When you’re searching for credit cards you’ll have to remember that a creditor cannot discriminate against you when making a loan decision- know your rights!
There are some special considerations however. Age and public assistance are two of the considerations that come up often when creditors and card holders dispute. Here’s why:
Age: Before the Equal Opportunity Act many people who hit retirement complained about getting cut off, if not cut down completely, from the credit and loans that they once enjoyed. Creditors would just see that your base income was gone and just cut you off. Creditors are allowed to ask your age (for categorizing reasons) but they are not allowed to discriminate on the basis of it. Creditors are restricted from certain things such as:
- Denying you credit because you’re not qualified to get credit life insurance or other type of insurance policy through your credit card company.
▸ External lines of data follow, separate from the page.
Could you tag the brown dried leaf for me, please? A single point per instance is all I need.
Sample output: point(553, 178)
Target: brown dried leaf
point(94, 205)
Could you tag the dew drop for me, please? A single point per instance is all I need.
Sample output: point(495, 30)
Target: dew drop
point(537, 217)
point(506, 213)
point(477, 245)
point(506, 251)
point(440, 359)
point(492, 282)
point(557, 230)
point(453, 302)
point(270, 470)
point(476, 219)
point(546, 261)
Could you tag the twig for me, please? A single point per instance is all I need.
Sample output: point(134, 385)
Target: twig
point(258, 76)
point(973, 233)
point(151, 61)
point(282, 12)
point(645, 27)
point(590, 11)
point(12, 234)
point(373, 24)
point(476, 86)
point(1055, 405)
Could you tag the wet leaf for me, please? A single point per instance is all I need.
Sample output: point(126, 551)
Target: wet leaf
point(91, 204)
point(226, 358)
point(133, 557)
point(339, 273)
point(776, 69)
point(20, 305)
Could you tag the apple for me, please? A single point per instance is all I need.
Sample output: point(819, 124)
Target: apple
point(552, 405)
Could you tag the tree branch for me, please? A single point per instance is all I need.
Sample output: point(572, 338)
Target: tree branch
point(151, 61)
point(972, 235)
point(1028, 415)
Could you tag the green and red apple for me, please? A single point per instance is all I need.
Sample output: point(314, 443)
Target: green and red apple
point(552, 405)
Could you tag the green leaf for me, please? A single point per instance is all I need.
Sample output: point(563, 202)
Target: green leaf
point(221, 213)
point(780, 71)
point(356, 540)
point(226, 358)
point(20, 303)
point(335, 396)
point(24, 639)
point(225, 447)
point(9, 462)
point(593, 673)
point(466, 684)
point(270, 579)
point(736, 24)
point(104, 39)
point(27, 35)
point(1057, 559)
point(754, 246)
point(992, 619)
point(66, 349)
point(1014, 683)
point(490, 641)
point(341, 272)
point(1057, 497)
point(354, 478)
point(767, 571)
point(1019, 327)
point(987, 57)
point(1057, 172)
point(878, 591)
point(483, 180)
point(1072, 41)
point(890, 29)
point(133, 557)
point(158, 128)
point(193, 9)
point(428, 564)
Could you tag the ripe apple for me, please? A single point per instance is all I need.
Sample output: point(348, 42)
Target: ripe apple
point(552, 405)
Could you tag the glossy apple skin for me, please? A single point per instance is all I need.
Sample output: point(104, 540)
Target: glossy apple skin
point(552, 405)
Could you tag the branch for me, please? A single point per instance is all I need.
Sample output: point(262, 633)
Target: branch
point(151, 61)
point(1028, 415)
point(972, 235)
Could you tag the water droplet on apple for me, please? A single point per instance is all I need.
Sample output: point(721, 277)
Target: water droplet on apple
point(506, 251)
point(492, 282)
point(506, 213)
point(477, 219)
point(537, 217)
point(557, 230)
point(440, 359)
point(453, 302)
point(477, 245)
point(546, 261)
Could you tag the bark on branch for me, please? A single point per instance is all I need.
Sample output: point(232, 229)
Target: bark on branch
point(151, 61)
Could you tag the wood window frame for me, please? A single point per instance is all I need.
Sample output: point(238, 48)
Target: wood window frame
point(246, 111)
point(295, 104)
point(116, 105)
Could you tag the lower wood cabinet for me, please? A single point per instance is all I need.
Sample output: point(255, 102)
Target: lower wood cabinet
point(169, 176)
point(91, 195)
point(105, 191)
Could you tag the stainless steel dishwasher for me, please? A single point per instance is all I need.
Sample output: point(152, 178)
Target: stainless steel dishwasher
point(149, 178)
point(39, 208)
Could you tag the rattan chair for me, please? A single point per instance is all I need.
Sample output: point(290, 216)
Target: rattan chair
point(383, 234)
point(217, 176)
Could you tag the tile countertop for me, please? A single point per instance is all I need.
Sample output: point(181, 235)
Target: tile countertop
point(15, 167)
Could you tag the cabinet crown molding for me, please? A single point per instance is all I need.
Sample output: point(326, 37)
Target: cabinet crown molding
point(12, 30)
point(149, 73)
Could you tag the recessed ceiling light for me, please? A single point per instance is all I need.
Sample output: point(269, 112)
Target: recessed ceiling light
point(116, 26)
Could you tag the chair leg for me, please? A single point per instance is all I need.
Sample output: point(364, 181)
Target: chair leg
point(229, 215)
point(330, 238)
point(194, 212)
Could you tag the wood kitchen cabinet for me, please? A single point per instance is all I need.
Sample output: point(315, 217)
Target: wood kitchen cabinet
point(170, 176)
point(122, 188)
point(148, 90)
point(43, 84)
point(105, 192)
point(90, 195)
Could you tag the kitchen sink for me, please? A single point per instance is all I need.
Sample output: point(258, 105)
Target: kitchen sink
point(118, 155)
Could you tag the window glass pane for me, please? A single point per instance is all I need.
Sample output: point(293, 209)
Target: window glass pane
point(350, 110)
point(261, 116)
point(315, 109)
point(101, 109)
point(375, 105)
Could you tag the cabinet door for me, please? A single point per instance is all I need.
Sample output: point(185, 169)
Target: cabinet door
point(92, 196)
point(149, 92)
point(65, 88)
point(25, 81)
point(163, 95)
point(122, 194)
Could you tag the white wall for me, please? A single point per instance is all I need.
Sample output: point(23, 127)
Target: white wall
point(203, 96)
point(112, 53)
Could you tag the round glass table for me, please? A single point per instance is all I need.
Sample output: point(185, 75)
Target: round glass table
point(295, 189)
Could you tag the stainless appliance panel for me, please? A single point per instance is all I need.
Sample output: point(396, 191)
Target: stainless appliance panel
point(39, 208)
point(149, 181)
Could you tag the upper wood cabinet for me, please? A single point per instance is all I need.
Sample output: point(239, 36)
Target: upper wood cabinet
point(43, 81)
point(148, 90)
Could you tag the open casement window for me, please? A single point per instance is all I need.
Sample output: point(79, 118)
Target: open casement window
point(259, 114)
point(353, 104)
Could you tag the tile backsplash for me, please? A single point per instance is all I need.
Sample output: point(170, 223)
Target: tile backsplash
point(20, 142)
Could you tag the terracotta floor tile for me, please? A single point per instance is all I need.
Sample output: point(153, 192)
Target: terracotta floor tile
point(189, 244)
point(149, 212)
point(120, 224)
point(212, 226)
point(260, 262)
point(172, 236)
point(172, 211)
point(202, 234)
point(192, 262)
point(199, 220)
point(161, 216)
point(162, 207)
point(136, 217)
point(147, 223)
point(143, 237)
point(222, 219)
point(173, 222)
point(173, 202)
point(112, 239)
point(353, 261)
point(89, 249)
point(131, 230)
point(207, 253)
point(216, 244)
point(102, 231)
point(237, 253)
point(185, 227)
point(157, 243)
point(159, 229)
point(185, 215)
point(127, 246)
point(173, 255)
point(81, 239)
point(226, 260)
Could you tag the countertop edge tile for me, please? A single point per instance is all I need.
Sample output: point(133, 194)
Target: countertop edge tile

Many credit card searches will yield results.
- Ignoring your retirement income. Retirement income is a huge part of your income, especially once you’ve quit your job and learned how to live off your pension, social security or retirement money.
- Closing your account just because you are a certain age
Public Assistance: The other consideration that comes up quite a bit is public assistance. Public assistance is not something that people can be turned off because of credit. Creditors can’t just cut you off because your main financial assistance is gone and you are being supported through public assistance.
Keeping your credit score in good standing
There are some things that you can do to keep in better standing with your creditors and keep them liking your financial standing. How can you keep your credit score in good standing? Here are three tips to a better future!
- Don’t owe more then you can pay! Living beyond your means is sure to get you in quite a bit of financial troubles so try keeping your standing good- you’ll be glad of it in the end!
- Remember — credit cards work just like a loan that you have to pay back! Credit cards aren’t free money tickets so don’t treat them as such!
Pay your bills on time when they’re due and try to pay them in full! If you want to stay away from interest charges (which can be literally hundreds if you’re not careful!) and have creditors knocking at your door, you will pay your bills on time and in full!